Comment 23 Tyco72 2021-05-19 11:30:19 UTC
(In reply to Miklos Vajna from comment #22)
Hello Miklos, I don't know whether it is a regression error. I noticed it since I am working with Wordpress. I used LO 6.0. Since that time, this bug is present in all LO versions.
Comment 24 Aron Budea 2021-05-23 05:40:27 UTC
(In reply to Tyco72 from comment #18)
> I have the same issue, tested with LO 6.3.6 and 6.4.5. It is a critical bug
> when you have to paste the content for example in the Wordpress and have to
> work with  HTML!
> The code looks messed up as shown in the comment #11, and the pasted text
> looks broken in a lot of rows with few characters each one (in the
> preformatted block of Wordpress).
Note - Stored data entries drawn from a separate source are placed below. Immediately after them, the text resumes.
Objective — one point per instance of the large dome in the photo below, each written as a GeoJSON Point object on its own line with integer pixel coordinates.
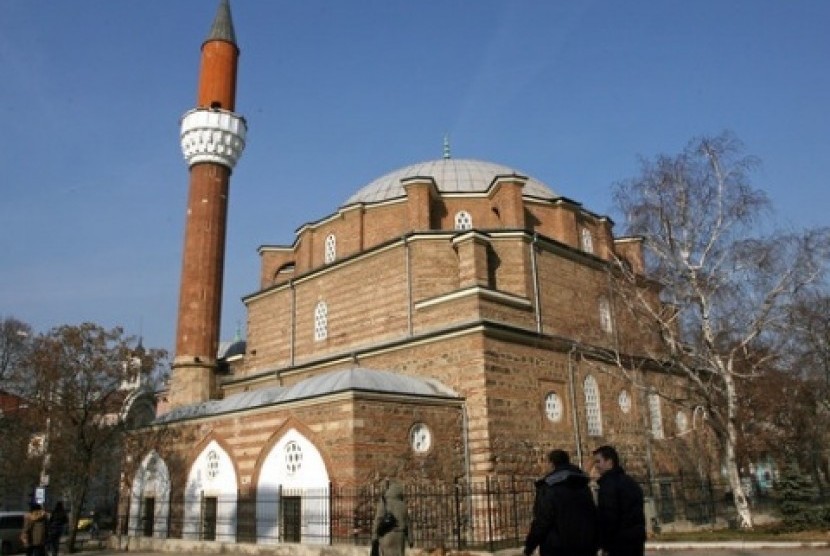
{"type": "Point", "coordinates": [450, 175]}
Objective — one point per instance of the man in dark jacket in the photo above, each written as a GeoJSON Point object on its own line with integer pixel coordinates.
{"type": "Point", "coordinates": [564, 514]}
{"type": "Point", "coordinates": [622, 522]}
{"type": "Point", "coordinates": [34, 531]}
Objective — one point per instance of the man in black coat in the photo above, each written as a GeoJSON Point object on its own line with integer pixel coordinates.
{"type": "Point", "coordinates": [564, 514]}
{"type": "Point", "coordinates": [622, 522]}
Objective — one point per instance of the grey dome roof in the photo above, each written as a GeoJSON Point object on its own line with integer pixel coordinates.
{"type": "Point", "coordinates": [367, 380]}
{"type": "Point", "coordinates": [451, 176]}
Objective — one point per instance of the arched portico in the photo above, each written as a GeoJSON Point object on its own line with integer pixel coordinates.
{"type": "Point", "coordinates": [293, 493]}
{"type": "Point", "coordinates": [150, 498]}
{"type": "Point", "coordinates": [210, 496]}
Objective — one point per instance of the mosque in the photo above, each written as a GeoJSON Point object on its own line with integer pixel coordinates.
{"type": "Point", "coordinates": [441, 325]}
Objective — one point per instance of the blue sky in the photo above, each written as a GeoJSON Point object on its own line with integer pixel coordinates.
{"type": "Point", "coordinates": [338, 93]}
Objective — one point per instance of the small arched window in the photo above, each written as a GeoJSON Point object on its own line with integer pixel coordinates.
{"type": "Point", "coordinates": [656, 415]}
{"type": "Point", "coordinates": [586, 240]}
{"type": "Point", "coordinates": [554, 409]}
{"type": "Point", "coordinates": [463, 220]}
{"type": "Point", "coordinates": [593, 414]}
{"type": "Point", "coordinates": [321, 321]}
{"type": "Point", "coordinates": [605, 321]}
{"type": "Point", "coordinates": [331, 249]}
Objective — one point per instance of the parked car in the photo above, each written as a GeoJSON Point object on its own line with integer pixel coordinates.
{"type": "Point", "coordinates": [11, 525]}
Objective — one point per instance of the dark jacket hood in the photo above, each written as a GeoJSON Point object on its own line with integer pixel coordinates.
{"type": "Point", "coordinates": [568, 475]}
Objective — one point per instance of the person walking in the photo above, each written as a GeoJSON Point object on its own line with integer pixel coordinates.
{"type": "Point", "coordinates": [34, 531]}
{"type": "Point", "coordinates": [622, 521]}
{"type": "Point", "coordinates": [564, 515]}
{"type": "Point", "coordinates": [57, 524]}
{"type": "Point", "coordinates": [390, 535]}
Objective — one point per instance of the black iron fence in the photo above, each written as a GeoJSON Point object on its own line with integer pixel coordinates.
{"type": "Point", "coordinates": [488, 515]}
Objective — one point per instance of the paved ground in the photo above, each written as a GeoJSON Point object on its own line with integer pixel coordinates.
{"type": "Point", "coordinates": [655, 550]}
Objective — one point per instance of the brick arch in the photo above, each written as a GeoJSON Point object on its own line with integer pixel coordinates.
{"type": "Point", "coordinates": [290, 423]}
{"type": "Point", "coordinates": [199, 447]}
{"type": "Point", "coordinates": [223, 488]}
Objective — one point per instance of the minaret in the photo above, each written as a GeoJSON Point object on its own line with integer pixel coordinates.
{"type": "Point", "coordinates": [212, 138]}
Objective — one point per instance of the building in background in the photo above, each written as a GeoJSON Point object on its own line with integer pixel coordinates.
{"type": "Point", "coordinates": [442, 325]}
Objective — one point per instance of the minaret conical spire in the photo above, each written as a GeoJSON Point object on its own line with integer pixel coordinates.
{"type": "Point", "coordinates": [222, 28]}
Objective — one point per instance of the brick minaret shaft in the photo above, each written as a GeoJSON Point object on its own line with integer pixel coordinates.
{"type": "Point", "coordinates": [212, 137]}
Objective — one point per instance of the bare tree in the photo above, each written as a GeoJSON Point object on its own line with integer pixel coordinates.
{"type": "Point", "coordinates": [15, 337]}
{"type": "Point", "coordinates": [722, 282]}
{"type": "Point", "coordinates": [77, 389]}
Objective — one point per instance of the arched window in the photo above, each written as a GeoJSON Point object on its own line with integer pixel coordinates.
{"type": "Point", "coordinates": [682, 422]}
{"type": "Point", "coordinates": [321, 321]}
{"type": "Point", "coordinates": [553, 407]}
{"type": "Point", "coordinates": [592, 409]}
{"type": "Point", "coordinates": [463, 220]}
{"type": "Point", "coordinates": [605, 321]}
{"type": "Point", "coordinates": [331, 249]}
{"type": "Point", "coordinates": [656, 415]}
{"type": "Point", "coordinates": [586, 240]}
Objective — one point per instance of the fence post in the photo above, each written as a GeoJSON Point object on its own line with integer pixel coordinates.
{"type": "Point", "coordinates": [489, 515]}
{"type": "Point", "coordinates": [515, 507]}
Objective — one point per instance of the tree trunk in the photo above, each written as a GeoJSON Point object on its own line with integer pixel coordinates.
{"type": "Point", "coordinates": [729, 455]}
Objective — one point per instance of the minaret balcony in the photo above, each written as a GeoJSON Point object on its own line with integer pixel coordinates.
{"type": "Point", "coordinates": [213, 135]}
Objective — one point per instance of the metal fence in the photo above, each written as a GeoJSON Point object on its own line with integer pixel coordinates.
{"type": "Point", "coordinates": [488, 515]}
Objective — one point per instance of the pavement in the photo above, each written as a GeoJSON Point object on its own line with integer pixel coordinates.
{"type": "Point", "coordinates": [720, 548]}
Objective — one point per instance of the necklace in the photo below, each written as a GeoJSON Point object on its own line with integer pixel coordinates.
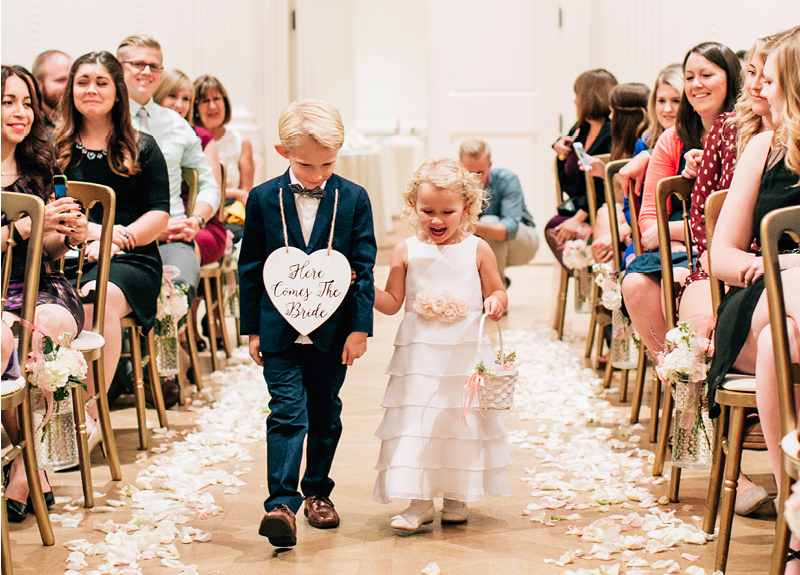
{"type": "Point", "coordinates": [89, 153]}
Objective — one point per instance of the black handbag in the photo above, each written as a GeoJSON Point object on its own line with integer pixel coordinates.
{"type": "Point", "coordinates": [567, 209]}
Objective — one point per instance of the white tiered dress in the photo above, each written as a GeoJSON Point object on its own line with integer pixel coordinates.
{"type": "Point", "coordinates": [426, 450]}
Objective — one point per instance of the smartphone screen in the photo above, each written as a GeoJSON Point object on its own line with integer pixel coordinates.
{"type": "Point", "coordinates": [60, 185]}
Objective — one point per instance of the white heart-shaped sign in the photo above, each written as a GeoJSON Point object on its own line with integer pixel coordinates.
{"type": "Point", "coordinates": [306, 289]}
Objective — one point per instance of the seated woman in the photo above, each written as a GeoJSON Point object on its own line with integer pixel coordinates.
{"type": "Point", "coordinates": [712, 75]}
{"type": "Point", "coordinates": [28, 168]}
{"type": "Point", "coordinates": [96, 142]}
{"type": "Point", "coordinates": [212, 111]}
{"type": "Point", "coordinates": [766, 178]}
{"type": "Point", "coordinates": [593, 130]}
{"type": "Point", "coordinates": [175, 91]}
{"type": "Point", "coordinates": [628, 103]}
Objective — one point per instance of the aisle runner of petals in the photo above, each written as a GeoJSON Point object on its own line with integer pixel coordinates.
{"type": "Point", "coordinates": [168, 498]}
{"type": "Point", "coordinates": [586, 456]}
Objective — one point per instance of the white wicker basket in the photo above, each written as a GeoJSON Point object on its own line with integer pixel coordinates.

It makes the LO documents useless.
Surely this isn't the same as the originally reported bug, please open a new bug report for your issue.
Comment 25 Tyco72 2021-05-23 09:37:36 UTC
> Surely this isn't the same as the originally reported bug, please open a new
> bug report for your issue.

Hi, thank you. I have created the bug:
Bug 142443
https://bugs.documentfoundation.org/show_bug.cgi?id=142443
Comment 26 QA Administrators 2023-05-24 03:14:45 UTC Comment hidden (obsolete)
Comment 27 Tyco72 2023-07-12 16:12:20 UTC
Hello,
I have tested it with LO 7.5.3.2 (Win 64bit)and the bug is still present, as I have described in comment #18
https://bugs.documentfoundation.org/show_bug.cgi?id=76021#c18

It was present also in LO 7.4. I don't know for older versions, but the comment #20 reports that it happened also with LO 7.2 then I would say that the bug is inherited.